Aprendemos com Alfredo Jerusalinsky, que o nascimento de um filho sadio não é
suficiente, apesar de sua integridade neurofisiológica, para garantir a
constituição nele de um sujeito psíquico. Em alguns casos quando essa
constituição está debilitada, ou muito precária, é necessário uma intervenção
que possibilite esse bebê a ter acesso ao mundo psíquico, ao simbólico e a
linguagem.
É muito comum em nossa cultura a idéia
de que crianças muito pequenas não podem apresentar sofrimento psíquico, porque
afinal quais problemas teriam um bebê? Mas se pensarmos que Sigmund Freud
atribuiu uma importância muito grande aos primeiros anos de vida porque é nesse
período aonde acontece toda a construção do aparelho psíquico.
Outra questão muito discutida na psicanálise
é: será que conseguimos prevenir o autismo?
O que hoje se sabe através de pesquisas é que podemos identificar alguns
sinais de riscos de desenvolvimento psíquico precocemente. Quando esses sinais
são descobertos a tempo, com apenas alguns meses de vida, pode-se fazer um
trabalho psíquico, através de uma intervenção precoce a fim de mudar o destino
dessa criança. Esses sinais são: o bebê não interage com a mãe, nem com o
ambiente, não responde aos chamados maternos, não olha nos olhos, não procura o
olhar da mãe, não diferencia o colo da mãe das outras pessoas e parece preferir
gostar de ficar sozinho.
Não se
pode acreditar que com o tempo o bebê vai apresentar melhoras, vai interagir
melhor ao ambiente, e que ainda é muito pequeno por isso não responde aos
chamados maternos. O tempo não cura ninguém, muito pelo contrário, nesses casos
é preciso haver um tratamento adequado
prontamente antes do diagnóstico de autismo, isto é, nos primeiros meses de
vida.
Infelizmente as pessoas não percebem os sinais
de riscos precoces e não estão preparadas para identificá-los logo no início.

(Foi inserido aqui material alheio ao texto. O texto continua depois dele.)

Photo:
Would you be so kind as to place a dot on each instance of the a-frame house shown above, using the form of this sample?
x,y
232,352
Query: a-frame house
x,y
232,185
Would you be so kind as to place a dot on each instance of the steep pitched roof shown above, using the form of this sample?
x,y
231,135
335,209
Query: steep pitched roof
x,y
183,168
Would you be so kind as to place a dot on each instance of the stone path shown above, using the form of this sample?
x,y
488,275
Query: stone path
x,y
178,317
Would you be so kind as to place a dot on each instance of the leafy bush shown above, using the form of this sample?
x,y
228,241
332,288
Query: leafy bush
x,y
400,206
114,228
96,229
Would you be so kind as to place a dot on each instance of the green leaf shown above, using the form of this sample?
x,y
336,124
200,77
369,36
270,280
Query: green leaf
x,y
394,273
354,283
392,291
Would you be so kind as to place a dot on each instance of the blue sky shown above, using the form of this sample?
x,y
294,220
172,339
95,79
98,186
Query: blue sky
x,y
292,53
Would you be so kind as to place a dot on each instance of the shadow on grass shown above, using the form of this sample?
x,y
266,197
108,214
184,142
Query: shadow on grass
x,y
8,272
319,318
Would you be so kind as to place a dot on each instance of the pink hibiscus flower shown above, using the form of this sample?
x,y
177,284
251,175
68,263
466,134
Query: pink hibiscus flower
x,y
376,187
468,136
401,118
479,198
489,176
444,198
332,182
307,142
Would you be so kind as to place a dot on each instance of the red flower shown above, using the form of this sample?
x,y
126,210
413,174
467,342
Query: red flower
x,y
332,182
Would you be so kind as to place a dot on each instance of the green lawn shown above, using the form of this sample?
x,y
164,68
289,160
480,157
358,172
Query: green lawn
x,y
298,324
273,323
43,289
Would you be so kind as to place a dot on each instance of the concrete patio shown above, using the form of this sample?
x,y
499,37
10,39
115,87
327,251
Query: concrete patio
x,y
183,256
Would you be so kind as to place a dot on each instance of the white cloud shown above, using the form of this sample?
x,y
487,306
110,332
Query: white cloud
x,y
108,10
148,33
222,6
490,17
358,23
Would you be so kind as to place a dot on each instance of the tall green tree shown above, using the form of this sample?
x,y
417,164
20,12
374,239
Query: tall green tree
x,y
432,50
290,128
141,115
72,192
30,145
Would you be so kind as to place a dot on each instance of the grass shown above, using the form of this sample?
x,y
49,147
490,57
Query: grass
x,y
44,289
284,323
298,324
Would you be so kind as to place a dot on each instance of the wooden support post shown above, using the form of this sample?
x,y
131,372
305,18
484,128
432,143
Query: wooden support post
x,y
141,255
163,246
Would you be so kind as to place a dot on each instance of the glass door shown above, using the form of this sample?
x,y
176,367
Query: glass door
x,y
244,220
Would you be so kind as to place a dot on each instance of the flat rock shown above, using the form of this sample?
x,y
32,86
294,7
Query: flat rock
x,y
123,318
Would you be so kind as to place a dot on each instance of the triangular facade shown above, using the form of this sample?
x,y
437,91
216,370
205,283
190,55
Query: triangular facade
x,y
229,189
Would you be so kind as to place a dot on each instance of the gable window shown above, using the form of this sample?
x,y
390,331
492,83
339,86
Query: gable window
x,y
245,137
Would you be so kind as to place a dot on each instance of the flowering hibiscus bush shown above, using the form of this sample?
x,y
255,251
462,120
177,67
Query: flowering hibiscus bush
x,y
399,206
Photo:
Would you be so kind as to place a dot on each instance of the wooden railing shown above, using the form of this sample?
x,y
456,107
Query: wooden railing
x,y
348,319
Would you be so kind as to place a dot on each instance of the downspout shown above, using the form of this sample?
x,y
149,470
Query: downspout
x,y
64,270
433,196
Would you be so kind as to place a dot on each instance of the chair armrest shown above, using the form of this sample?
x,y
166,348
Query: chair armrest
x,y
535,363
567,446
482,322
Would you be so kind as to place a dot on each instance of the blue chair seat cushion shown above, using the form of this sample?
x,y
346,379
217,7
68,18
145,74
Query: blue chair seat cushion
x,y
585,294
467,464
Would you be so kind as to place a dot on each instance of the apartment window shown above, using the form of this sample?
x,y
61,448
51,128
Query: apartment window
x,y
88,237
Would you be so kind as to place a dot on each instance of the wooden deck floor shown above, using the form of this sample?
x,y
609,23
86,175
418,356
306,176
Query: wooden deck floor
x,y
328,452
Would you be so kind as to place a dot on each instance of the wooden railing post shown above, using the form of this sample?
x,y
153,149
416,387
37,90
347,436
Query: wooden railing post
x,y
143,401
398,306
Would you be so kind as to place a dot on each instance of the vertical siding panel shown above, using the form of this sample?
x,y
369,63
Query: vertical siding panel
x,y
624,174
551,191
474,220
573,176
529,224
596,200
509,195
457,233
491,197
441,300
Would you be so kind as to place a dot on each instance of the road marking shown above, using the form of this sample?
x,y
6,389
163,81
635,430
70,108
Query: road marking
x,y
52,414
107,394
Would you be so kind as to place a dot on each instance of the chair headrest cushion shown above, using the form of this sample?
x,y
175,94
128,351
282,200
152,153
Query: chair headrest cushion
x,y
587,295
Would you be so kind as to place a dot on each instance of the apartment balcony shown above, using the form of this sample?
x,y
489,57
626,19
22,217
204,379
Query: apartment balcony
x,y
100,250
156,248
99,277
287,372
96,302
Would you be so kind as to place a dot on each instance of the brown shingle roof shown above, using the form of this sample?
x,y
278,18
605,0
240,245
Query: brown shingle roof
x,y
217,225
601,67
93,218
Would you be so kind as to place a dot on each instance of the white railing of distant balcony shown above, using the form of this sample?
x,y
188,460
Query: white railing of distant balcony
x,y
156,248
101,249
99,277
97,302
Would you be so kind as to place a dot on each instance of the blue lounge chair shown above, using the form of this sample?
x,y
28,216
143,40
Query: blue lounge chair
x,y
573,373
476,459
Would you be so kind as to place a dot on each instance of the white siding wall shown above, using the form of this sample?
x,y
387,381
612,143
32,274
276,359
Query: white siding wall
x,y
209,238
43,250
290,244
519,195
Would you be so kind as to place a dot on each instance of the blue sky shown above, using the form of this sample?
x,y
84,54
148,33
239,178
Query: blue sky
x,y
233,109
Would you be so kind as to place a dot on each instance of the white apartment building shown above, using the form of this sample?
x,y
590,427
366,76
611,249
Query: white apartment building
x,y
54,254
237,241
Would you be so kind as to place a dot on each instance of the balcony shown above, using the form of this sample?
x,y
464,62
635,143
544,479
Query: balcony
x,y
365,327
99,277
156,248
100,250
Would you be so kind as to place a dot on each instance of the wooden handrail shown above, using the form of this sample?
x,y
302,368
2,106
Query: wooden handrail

Deve-se procurar por um tratamento quando aparecerem os primeiros sinais de
riscos de desenvolvimento psíquico e ele devem ser feito por um especialista
que trabalhe com bebês, porque muito pode ser feito por seu filho, ainda nos
primeiros meses de vida a fim de possibilitar para que essa criança tenha uma
nova direção quanto a sua constituição psíquica.
Receber um diagnóstico de autismo não é fácil
para os pais. Mas será que depois do diagnóstico nada pode ser feito? Será que
essa criança está fadada para sempre a essa condição psíquica? Não há nenhum
tratamento que possibilite uma melhora na vida dessa criança, adolescentes ou
adultos para que possam estabelecer laços sociais, ter acesso a linguagem e
serem sujeitos do desejo, que respondem por seus próprios nomes e vidas?
A Psicanálise nos
diz que sim, que há muito que se fazer e que o tratamento é longo, mas produz
bons resultados. Geralmente ele é feito
com a presença da mãe e do filho e trabalha o tempo todo unicamente com palavras.
Mas o que se pode esperar desse tratamento? O objetivo dele é produzir uma
mudança interna, sendo que essa mudança vai permitir melhorar a interação com o
meio em que vive, não é um tratamento focado na adaptação da criança ao
ambiente, mas sim na constituição do mundo psíquico.